The one or more vibration sensors are arranged to pick-up sounds and to convert the sounds into a vibration sensor audio signal. The one or more vibration sensor can have processors for processing the audio signal. The vibration audio signal is fed to the subtractor. The one or more air microphones are arranged to pick-up sounds and to convert the sounds into a air microphone audio signal. The one or more air microphones can have processors for processing the air microphone audio signal. The air microphone signal is fed to the subtractor.

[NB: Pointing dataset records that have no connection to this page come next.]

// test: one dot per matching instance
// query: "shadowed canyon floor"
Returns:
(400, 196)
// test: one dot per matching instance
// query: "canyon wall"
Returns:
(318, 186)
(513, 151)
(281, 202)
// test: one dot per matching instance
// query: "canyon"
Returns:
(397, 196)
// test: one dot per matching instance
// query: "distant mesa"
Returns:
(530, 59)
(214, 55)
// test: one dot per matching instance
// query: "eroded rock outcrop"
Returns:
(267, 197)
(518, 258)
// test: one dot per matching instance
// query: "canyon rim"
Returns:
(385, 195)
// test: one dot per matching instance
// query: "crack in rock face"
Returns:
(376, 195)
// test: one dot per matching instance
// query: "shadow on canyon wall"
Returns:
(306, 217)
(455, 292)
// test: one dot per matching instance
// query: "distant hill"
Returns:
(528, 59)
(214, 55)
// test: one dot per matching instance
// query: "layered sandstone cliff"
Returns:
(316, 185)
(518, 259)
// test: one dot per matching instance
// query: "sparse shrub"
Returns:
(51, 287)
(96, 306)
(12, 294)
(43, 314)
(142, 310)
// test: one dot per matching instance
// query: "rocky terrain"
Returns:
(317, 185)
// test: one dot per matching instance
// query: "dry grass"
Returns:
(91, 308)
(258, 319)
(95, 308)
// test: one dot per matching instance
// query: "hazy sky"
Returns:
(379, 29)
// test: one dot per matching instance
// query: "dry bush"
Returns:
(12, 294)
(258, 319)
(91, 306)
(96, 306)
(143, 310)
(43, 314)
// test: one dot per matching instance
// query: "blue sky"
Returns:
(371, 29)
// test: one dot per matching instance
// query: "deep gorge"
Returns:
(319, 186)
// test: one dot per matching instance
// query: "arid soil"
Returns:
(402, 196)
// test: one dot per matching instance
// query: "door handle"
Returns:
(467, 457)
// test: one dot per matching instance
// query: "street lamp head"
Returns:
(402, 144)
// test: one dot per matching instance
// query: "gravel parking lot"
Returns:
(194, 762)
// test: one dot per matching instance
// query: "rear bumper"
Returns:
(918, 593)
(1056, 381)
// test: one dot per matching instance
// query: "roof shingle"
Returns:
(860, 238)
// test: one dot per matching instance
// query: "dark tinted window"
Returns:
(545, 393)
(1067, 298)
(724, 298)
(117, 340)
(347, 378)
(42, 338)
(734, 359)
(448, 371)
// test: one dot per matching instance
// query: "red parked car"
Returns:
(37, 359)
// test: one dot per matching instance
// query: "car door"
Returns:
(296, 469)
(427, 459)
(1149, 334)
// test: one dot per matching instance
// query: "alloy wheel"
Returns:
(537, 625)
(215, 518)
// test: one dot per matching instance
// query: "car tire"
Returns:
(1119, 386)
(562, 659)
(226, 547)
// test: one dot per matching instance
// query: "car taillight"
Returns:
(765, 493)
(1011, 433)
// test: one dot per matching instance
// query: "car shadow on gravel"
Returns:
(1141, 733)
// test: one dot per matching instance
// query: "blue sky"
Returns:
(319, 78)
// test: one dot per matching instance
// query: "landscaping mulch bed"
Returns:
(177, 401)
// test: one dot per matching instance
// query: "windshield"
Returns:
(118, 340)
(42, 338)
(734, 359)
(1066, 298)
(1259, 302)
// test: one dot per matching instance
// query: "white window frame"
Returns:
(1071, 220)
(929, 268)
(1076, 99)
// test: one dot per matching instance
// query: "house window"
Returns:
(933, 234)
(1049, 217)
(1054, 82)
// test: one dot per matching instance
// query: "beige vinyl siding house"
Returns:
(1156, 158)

According to embodiments of the invention, the subtractor is arranged to receive the vibration audio signal and the air microphone audio signal. The subtractor is arranged to subtract the air microphone audio signal from the vibration audio signal. The subtractor is arranged to obtain a subtracted output audio signal. The vibration audio signal will have, in high noise environments, have a relative high SNR for the voice in the picked-up sounds. The air microphone audio signal has low SNR with respect to the voice in the picked up sounds. Subtracting the air microphone audio signal from the vibration audio signal will reduce the noise present in the vibration audio signal even further, thereby increasing the SNR with respect to voice.

In embodiments, the headset may be a wireless headset. In embodiments, the headset may be earphones, headphones, earbuds, earplugs and any audio device which can be worn over or inside the ears to facilitate audio communication. The headset can comprise a microprocessor configured to process audio signals.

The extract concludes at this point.